Художник, бережно приставив портрет к стене шатра, спешно собрал мольберт, забрал работу и еще спешнее пошел, забыв на земле в шатре шляпу. Лазунка догнал художника, нахлобучил ему шляпу. Разин сел, приказал:
– Садись, Чикмаз! Нече споровати – пить будем, не Персия здесь – Астрахань. А в своем гнезде и ворон сокола клюет. Унес ноги – ладно, червям не угодил на ужин.
– Тое ради могилы утек я, батько!
Наливая
– Скажи все, что мыслишь о своем городе и людях.
Чикмаз выпил вино, утер привычно размашисто рукавом длинную сивую бороду, ответил:
– Перво, батько Степан, знай мою душу! Не с изменой, лжой пришел я. И тогда не кинул ба поход, да посторонь тебя были люди, кои застили мою любовь к тебе, – Петра, Сергей, Серебряков Иван… Нынче не те – иные удалые надобны. А я от прошлого с тобой – буду служить. Надо на дыбу? Пойду!
– Верю! И люди надобны.
– Привел я Ивашка Красулю, Яранца Митьку, да в Астрахани ждет тебя удалой еще – Федька Шелудяк [242] . Этих четырех нас покудова буде… Заварим кашу – Красуля стрелецкой сотник.
– Добро!
– И еще – от себя дозволь совет тебе дать, батько.
– Сказывай!
– С воеводой Львовым Семеном пей, гуляй. Не знай страху – прямой человек! Прозоровских же спасись.
– То я ведаю.
– Гей, Красулин! Яранец! Атаман кличет.
242
Федор Шелудяк – донской атаман, сподвижник Степана Разина. В 1671 г. возглавлял поход к Симбирску. Был оставлен Разиным во главе Астрахани вместе с Василием Усом и Иваном Терским.
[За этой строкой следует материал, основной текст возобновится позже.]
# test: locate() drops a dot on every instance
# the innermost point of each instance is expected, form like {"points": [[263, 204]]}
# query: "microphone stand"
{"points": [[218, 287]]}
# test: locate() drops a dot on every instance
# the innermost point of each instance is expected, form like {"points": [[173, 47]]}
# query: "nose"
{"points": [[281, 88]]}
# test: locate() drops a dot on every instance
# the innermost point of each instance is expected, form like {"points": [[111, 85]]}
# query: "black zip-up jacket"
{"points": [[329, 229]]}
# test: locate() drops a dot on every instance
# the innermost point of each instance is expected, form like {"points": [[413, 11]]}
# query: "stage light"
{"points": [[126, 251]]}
Казнен в 1672 г.
На голос Чикмаза вошли двое, приземистый, широкоплечий Яранец и высокий, узкий, с длинной редькообразной головой рыжий Красулин.
– Лазунка, дай еще чаши.
– Пьем за здоровье Степана Тимофеевича!
– Сил наберись, батько, да скоро и в Астрахань воевод судить.
– Много довольно им верховодить, кнутобойствовать с иноземцами!
– Зажали стрельцов!
– Стрельцы все твои, они шатки царю.
– Робята! Силы батько Степан скоро наберется. Людей по листам подметным идет немало, иные идут по слуху… Чуял я, Степан Тимофеевич, – обратился к Разину Чикмаз, – Ус Василий казаков ведет, не дальне место видали их. Да за казаками идут калмыцкие – многие улусы. Все к тебе, и долго Астрахани не быть под воеводами. Навались только.
– Вот что я мыслю, соколы! Бунчук, знамена и пушки, кои мне не надобны, да ясырь перский сдал воеводе. Нынче по уговору к царю шлю послов бить головами и вины наши отдать. Ране ведаю: царь у бояр в руках, а бояре вин моих не дадут царю спустить, только все до конца вести надо. Замордует царь моих или обидит – гряну я на город! Вы же мне верны будьте, неторопко и тайно подговаривайте стрельцов, потребных ко взятию Астрахани. Я же подметные письма пущу шире да пришлых людей зачну обучать к пищали…
– То и будет так, Степан Тимофеевич! – сказал Чикмаз.
– Будет так, батько, клянемся! – прибавил Красулин.
Яранец взмахнул кулаком:
– Эх, за все беды воздадим воеводам с подьячими!
– Знай, Степан Тимофеевич, мы твои до смерти.
– Добро, соколы!
Стрельцы ушли, и вдали черневшая слобода скрыла их фигуры. Безоблачное небо сине. Из-за Волги, с крымской стороны, по равнине, голой, бесконечно просторной, все шире и ярче золотели стрелы встающего месяца.
4
В ту же ночь пять казаков собрал Разин в своем шатре.
– Обещал воеводе шесть, да одного не подберу.
Лагунка сказал:
– Пошли
меня, батько!– Люблю, Лазунка, когда ты приходишь и без просьбы служишь мне… Совет твой тож люблю…
– Я скоро оборочу, батько!
– Дай подумать. Сядьте, соколы! – Казаки сели. – Ты, Лазарь Тимофеев, – обратился Разин к пожилому худощавому казаку с хитрыми глазами, – опытки знаешь, шлю тебя, чтоб глядел зорко и слушал, как будут говорить в пути стрелецкие головы. А чуть узнаешь беду к вам – беги в Астрахань! Ближе будет – на Дон. Дон сбеглых не выдает.
– Увижу, батько.
– И все так: ежели худое тюремное над собой услышите, бегите кто как может… Бояр я ведаю: зовут лестью, да ведут к бесчестью… Казак ли, мужик для них не человек, едино что скотина та, которая пашет и их кормит. Теперь же пейте на дорогу – да в ход. Лазунка, вина царевым посольцам!
Выпили вина.
Разин продолжал:
– Сряжайся, Лазунка! Буду я здесь время коротать со сказочником, дидом Вологжениным.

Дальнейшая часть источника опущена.